Demir Özlü’nün dünyamızdan ayrılışı, birçok kişinin içinden yaprak koparıyor, karışık ve zor duygular uyandırıyor. Ben ise öykü ve anlatılarını okuduğum, ilham aldığım, varoluşçu düşüncelerimi pekiştirdiğim bir Demir Özlü yansıması buluyorum içimde. O, İstanbul’dan İsveç’e kurduğum köprünün temelleri arasında yer alıyor. Onun edebiyatından yaşamıma izdüşümler, İsveç’teki varoluşuma tatlı bir aydınlık katıyor. Benzer ve özünde coğrafyadan bağımsız farklı katkıları tıpkı Ferit Edgü ve Tezer Özlü’nün eserlerinde bulduğum gibi… Bu, kişiye özel, saf bir biçimde yaşamdan yana ve dünyamızın maddi sınırlarından bağımsız. Sanata, sanatçıya ve yazarlığa yakıştırdığımız ölümsüzlük kavramının sanırım bir kökü de burada.

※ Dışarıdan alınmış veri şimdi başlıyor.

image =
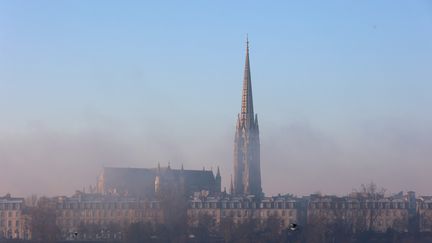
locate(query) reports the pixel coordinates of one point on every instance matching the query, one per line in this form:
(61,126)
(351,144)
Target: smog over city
(126,99)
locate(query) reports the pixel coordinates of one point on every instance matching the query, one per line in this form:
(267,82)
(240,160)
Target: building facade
(247,171)
(14,223)
(96,216)
(148,182)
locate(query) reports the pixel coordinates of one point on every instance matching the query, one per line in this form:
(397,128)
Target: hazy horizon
(342,91)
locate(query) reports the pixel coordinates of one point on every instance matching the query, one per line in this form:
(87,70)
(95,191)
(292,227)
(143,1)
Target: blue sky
(338,85)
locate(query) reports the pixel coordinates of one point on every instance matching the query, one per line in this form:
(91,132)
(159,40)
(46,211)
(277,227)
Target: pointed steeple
(247,113)
(231,187)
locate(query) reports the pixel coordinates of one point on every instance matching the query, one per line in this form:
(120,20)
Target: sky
(342,90)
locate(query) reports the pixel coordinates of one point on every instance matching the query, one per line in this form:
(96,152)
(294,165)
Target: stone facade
(145,183)
(14,223)
(241,209)
(96,216)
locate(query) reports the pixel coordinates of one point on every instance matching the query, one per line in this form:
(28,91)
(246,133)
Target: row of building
(96,216)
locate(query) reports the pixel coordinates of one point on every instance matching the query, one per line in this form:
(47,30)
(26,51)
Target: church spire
(247,113)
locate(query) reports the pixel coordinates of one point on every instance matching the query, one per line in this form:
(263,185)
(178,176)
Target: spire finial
(247,42)
(231,187)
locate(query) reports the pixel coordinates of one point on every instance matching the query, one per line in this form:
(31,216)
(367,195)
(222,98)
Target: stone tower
(247,171)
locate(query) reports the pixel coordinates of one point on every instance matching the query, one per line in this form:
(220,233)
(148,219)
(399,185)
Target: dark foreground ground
(375,238)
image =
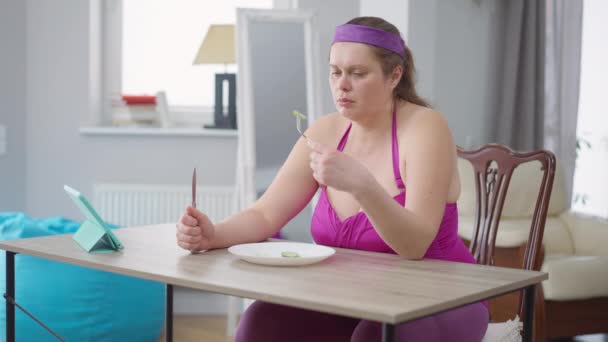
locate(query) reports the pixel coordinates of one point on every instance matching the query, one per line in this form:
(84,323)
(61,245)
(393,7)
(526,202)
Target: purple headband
(371,36)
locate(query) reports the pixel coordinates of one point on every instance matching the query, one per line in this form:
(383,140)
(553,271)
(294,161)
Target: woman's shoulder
(419,120)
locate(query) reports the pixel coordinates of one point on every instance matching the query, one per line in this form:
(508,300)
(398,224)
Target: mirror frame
(246,163)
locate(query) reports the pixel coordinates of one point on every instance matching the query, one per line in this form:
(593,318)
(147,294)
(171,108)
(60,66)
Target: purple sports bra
(357,232)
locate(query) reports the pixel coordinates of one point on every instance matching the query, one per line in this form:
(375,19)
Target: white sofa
(575,247)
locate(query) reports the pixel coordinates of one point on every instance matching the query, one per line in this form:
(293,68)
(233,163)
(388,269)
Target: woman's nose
(343,83)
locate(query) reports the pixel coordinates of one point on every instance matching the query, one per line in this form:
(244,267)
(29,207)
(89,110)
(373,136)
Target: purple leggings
(271,322)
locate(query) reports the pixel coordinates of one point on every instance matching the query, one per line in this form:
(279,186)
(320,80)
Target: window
(590,186)
(151,45)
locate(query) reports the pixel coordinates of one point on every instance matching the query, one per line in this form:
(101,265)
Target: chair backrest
(493,166)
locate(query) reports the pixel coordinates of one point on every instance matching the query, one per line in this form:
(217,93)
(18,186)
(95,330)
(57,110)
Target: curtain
(518,114)
(564,22)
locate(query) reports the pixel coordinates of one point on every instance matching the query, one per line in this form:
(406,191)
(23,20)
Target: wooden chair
(493,167)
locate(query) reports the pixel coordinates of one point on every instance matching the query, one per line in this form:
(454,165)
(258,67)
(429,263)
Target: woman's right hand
(194,231)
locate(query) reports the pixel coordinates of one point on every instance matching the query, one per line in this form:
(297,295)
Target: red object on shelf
(139,99)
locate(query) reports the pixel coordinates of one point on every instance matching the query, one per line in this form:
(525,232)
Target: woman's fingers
(188,220)
(192,239)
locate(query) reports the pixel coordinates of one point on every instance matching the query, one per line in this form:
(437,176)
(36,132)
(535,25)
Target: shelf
(158,131)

Demir Özlü’nün İsveç’e göç etmesinde birçok zorlayıcı etken vardı. İsveç’te yaşadığı uzun yılların ürünlerinden biri olan ‘Stockholm Öykülerini’ ise büyük bir iştahla okumuştum. Öte yandan yazara yönelmemin kökeninde İsveç’ten önce, varoluşçuluk ve 50 kuşağı yazarlarına duyduğum ilgi vardı. Konuların ve coğrafyaların kesişmesi şanstı.

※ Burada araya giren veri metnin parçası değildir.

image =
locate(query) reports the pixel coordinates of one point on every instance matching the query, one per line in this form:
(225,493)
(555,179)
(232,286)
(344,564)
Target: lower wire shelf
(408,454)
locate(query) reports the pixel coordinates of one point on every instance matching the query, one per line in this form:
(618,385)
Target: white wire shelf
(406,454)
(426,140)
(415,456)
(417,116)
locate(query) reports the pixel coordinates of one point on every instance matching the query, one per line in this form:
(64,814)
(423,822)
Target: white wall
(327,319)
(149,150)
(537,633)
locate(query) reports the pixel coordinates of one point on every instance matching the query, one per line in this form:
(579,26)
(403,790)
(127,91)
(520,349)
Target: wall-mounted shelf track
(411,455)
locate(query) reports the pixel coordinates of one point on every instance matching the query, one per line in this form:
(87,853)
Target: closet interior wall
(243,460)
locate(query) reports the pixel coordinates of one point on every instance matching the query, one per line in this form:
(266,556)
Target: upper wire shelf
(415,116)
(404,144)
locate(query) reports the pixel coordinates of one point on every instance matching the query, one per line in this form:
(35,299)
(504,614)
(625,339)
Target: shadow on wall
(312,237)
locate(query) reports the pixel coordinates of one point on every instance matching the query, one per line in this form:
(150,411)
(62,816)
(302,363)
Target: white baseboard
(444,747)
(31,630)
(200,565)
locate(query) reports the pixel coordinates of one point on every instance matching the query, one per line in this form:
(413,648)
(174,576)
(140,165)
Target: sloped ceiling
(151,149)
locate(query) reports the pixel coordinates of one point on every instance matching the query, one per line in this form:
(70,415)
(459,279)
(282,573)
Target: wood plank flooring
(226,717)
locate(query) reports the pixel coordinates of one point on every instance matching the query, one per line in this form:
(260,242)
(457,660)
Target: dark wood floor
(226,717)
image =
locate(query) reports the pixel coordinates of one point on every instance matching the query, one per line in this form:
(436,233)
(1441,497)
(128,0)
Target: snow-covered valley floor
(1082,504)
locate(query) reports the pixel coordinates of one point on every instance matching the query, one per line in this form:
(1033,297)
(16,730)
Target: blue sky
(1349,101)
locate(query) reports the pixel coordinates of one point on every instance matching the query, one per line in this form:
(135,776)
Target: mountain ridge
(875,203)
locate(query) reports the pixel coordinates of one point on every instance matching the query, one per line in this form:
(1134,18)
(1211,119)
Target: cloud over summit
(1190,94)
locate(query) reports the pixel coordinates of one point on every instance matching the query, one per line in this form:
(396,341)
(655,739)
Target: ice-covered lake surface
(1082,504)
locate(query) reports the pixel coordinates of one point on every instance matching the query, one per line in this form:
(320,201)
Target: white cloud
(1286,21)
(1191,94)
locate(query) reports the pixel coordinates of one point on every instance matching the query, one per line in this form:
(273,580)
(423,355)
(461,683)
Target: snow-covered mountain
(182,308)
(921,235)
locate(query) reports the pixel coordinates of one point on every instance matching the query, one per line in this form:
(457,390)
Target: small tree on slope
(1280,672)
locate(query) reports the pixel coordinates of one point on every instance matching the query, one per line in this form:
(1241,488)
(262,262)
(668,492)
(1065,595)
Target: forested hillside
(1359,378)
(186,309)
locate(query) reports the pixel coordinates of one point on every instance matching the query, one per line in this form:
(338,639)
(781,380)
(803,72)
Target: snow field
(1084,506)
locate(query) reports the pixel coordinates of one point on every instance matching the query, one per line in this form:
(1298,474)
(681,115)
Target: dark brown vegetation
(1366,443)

‘Bir Beyoğlu Düşü - Berlin’de Sanrı - Kanallar’, ‘İşte Senin Hayatın’, ‘Sürgün Küçük Bulutlar’ keyifle, sayfaların tadına vara vara okuduğum kitaplardı. Onun öyküleştirdiği İstanbul, Paris, Berlin sokaklarında gerçek ve düşlerin tatlı, buğulu sınırında gezindim okur olarak. Onun yakaladığı kıvam, zihinlerde edebi bir lezzet bıraktı. Acı tatlı yaşanmışlıkları, ustaca, sanki sihirli bir elekten geçirerek yazmıştı Demir Özlü. Cesur ve bir o kadar da hassastı.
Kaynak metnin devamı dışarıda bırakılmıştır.